An Analysis of a Lua Obfuscation and its Deobfuscation

· 6 min read
#Lua #Obfuscation #Reverse Engineering #Security

Note: This is not a tutorial for obfuscation nor deobfuscation. This post is for educational purposes only.

Recently, before I serve for the military to fulfill my duty as a Korean, I have some time to play around Lua obfuscation and its deobfuscation. I found a Lua obfuscation that is quite interesting and decided to analyze it. In this post, I will explain the obfuscation and its deobfuscation.

This is not a general deobfuscation that can be applied for everywhere. It is a Lua obfuscation that is used in a specific Lua script. The obfuscation is not strong, but it is enough to make the script unreadable.

Introduction

Lua Language

According to Lua’s about page, Lua is described as follows:

Lua is a powerful, efficient, lightweight, embeddable scripting language. It supports procedural programming, object-oriented programming, functional programming, data-driven programming, and data description.

As you can see, Lua is a powerful language that can be used in various fields. It is widely used in game development or game plugins. For instance, Roblox uses Lua as its scripting language.

However, Lua is not a perfect language. It has some weaknesses. One of the problems is that Lua is easy to interpret. This means that Lua scripts can be accessed and read the original source code easily.

To prevent this, some developers obfuscate their Lua scripts. In this post, I will analyze obfuscated Lua script and deobfuscate it.

Analysis

First, we need to gain the obfuscated Lua script. I will not provide the method how to intercept the script since this post is about the analysis and deobfuscation.

After gaining the obfuscated Lua script, we can start the analysis.

Obfuscated Lua Script

This is one of the obfuscated Lua scripts that I have gained.

return function(self, player)
    return _G
    ["\u{5F}\u{006C}\u{0049}\u{0069}\u{0049}\u{049}\u{49}\u{049}\u{49}\u{049}\u{0069}\u{69}\u{006C}\u{69}\u{6C}\u{69}\u{06C}\u{49}\u{69}\u{069}\u{006C}\u{49}\u{6C}\u{6C}\u{6C}\u{49}\u{049}\u{49}\u{0049}\u{06C}\u{69}\u{69}\u{49}\u{006C}\u{006C}"]
    ["\u{69}\u{0069}\u{0049}\u{69}\u{6C}\u{49}\u{69}\u{6C}\u{6C}\u{049}\u{049}\u{049}\u{69}\u{006C}\u{0069}\u{6C}\u{6C}\u{006C}\u{6C}\u{6C}\u{6C}\u{49}\u{6C}\u{6C}\u{069}\u{49}\u{6C}\u{49}\u{49}\u{49}\u{049}\u{69}\u{49}\u{49}"]
    [(115026039) - (209161548) + (94135520)](self, player)
end

I have changed the original script to prevent the script from being abused.

In the first glance, you can see that the script is obfuscated.
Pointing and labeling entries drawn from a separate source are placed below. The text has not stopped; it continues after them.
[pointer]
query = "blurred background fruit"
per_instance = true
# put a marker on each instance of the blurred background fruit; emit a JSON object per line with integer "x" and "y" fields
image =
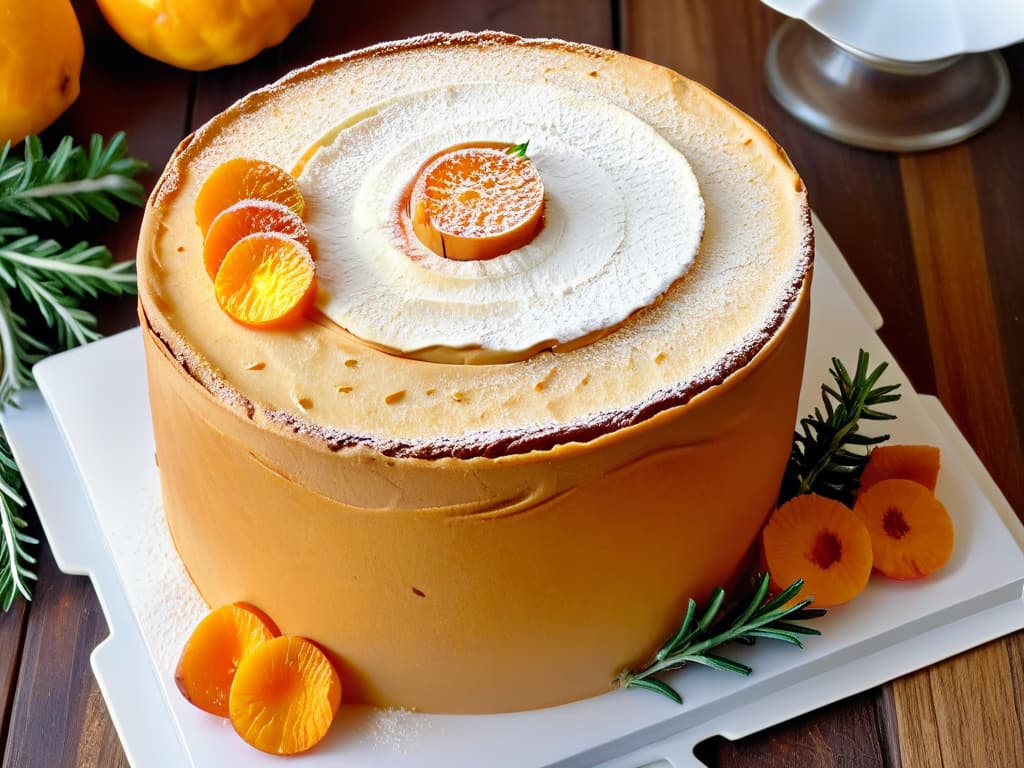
{"x": 203, "y": 34}
{"x": 40, "y": 62}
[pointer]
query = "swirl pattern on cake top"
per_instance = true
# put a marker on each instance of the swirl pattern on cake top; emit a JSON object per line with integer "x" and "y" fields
{"x": 623, "y": 221}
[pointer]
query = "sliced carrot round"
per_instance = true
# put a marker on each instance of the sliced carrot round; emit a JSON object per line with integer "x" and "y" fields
{"x": 911, "y": 532}
{"x": 823, "y": 543}
{"x": 244, "y": 178}
{"x": 477, "y": 203}
{"x": 248, "y": 217}
{"x": 266, "y": 281}
{"x": 211, "y": 656}
{"x": 285, "y": 696}
{"x": 918, "y": 463}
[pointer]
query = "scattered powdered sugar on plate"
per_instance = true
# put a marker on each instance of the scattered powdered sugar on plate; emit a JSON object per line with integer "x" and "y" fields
{"x": 393, "y": 729}
{"x": 165, "y": 601}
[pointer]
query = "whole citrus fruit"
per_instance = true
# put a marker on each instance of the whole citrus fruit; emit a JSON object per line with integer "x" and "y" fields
{"x": 203, "y": 34}
{"x": 40, "y": 62}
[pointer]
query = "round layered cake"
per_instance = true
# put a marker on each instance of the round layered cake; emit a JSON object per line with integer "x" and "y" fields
{"x": 506, "y": 441}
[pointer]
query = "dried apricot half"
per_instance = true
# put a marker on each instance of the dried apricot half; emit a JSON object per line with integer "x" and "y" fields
{"x": 214, "y": 650}
{"x": 823, "y": 543}
{"x": 244, "y": 178}
{"x": 245, "y": 218}
{"x": 918, "y": 463}
{"x": 911, "y": 531}
{"x": 285, "y": 696}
Now, let’s analyze the script.

Let’s see what we can observe from the script.

  1. The script returns a function.
  2. The function takes two arguments, self and player.
  3. The function returns _G object.
  4. The function accesses a table with a key that is obfuscated.
  5. The function calls the accessed table with arguments self and player.
  6. The key is obfuscated with Unicode characters.
  7. The key is obfuscated with a simple calculation.

Restoring Basic Obfuscation

Now, we know that they are accessing a table with a key that is obfuscated. We can restore some parts. For instance, we can restore the key that is obfuscated with Unicode characters and a simple calculation.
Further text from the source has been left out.